The Spitfires started the 2016-2017 OHL regular season with seven key players – Logan Brown, Mikhail Sergachev, Logan Stanley, Juluis Mattinen, Christian Fischer, Jalen Chatfield and Jeremiah Addison – out of their lineup while the visiting Erie Otters were without eight impact players on opening night. The next evening in the Soo the Spitfires were still without that large contingent of game-changing players while the Greyhounds had eight players still away with the pros. And it was also only a couple of days before the start of the regular season that Cristiano DiGiacinto and Tyler Nother returned to the Spits from their respective pro camps in Tampa and San Jose, respectively.

Meanwhile, fans across the OHL are still paying top dollar for what are essentially glorified exhibition games during September and well into October and perhaps even beyond.

By the way, of all the Spitfires still away at pro camps, don’t expect to see Sergachev or Brown – or even Fischer – anytime soon as those thee are likely to not only play in NHL exhibition games but maybe up to nine regular season NHL games – before being sent back to Windsor. And Fischer – who is with the Arizona Coyotes – could even be sent to their American Hockey League affiliate instead of Windsor because he was drafted while he was still a member of the United States National Under-18 Team. I may be in the minority, but I believe he’ll eventually end up back in Windsor.

Anyone attending the October 9 game at the WFCU Centre between the London Knights and the Spitfires and expecting to see the preview of a potential Western Conference Final in next spring’s play-offs can guess again. The Knights sent 16 players off to pro camps earlier this month – an incredible 80 per cent of their team – and they will be missing more than a couple of players still by this would-be showdown comes around. But so will the Spitfires.

About the only conclusion one can draw from the outcome of the game between the Knights, the top-ranked team in the Canadian Hockey League, and the Spitfires, who are rated as the sixth best team in the CHL rankings, is which team has the better junior b team or depth players or young players.

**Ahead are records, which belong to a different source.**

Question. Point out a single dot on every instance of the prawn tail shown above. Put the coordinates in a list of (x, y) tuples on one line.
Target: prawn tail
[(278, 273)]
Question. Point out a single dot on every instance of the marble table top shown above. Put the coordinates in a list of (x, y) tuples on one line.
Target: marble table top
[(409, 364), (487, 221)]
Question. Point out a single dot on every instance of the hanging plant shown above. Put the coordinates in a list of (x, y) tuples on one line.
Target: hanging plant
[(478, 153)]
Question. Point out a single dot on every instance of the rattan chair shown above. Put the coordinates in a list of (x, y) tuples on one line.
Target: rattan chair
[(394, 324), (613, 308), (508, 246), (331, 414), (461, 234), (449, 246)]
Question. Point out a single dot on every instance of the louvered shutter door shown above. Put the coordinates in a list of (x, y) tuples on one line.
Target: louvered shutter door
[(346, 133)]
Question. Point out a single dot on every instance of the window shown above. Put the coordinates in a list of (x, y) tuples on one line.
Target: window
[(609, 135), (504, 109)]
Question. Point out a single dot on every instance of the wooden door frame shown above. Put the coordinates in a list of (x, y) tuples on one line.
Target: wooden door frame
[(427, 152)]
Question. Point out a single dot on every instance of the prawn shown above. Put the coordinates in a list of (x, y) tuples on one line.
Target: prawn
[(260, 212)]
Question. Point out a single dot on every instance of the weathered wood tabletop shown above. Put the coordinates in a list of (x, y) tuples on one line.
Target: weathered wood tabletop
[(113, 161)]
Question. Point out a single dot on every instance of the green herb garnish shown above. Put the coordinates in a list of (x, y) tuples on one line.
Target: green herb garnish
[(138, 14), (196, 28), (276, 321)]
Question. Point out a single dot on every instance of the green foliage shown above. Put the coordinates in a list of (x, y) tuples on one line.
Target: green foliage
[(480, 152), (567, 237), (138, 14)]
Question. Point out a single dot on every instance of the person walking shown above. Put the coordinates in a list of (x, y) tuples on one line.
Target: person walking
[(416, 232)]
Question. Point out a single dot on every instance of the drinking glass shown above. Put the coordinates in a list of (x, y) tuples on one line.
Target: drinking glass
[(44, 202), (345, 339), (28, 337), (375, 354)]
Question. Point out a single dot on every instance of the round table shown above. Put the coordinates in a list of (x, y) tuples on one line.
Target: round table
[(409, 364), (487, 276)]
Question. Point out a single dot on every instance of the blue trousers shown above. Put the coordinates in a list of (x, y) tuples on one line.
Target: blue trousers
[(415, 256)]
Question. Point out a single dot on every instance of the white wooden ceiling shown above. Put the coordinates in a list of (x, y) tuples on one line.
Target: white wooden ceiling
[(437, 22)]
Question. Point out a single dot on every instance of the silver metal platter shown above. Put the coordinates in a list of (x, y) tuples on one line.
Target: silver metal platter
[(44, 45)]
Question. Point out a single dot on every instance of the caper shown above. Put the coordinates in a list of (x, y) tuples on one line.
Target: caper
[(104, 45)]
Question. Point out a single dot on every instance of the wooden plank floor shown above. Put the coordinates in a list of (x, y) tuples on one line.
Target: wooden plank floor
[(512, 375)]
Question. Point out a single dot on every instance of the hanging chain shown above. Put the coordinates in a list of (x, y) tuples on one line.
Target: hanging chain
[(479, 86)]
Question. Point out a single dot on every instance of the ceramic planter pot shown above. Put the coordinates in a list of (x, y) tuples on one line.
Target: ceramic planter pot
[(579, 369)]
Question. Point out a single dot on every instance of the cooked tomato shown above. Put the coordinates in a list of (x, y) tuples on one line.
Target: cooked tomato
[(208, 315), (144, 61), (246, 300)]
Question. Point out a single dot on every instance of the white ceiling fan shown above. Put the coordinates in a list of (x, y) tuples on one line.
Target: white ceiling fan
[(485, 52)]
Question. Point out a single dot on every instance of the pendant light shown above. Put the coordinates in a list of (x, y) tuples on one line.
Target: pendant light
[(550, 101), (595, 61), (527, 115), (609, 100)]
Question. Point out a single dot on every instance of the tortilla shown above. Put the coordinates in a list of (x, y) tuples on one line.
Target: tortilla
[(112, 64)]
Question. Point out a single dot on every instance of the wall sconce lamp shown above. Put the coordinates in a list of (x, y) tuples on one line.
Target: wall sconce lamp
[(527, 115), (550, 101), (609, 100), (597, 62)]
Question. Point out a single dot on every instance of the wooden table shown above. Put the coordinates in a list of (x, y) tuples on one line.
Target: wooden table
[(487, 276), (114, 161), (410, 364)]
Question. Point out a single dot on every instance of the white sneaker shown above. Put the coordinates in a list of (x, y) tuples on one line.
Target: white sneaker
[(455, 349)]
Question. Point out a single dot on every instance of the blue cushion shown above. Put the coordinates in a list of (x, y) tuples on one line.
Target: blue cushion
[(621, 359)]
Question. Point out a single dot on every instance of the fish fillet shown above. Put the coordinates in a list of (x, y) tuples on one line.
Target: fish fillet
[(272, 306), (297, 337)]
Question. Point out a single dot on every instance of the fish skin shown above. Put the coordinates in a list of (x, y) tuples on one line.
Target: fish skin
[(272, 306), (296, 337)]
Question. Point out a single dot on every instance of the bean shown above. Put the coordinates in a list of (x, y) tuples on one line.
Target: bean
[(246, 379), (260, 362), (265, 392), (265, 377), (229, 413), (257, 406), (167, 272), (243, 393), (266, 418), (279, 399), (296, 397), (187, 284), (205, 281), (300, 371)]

And by the time October 9 rolls around, it’s likely that both the Spits and the Knights will have lost a few guys to teams who don’t have as many players still away and both teams may be farther down the CHL rankings – or maybe not even ranked at all.

Ontario Hockey League fans deserve to see the best on best hockey as often as possible during the regular season. The easiest way to accomplish this is by starting the OHL season later in the fall.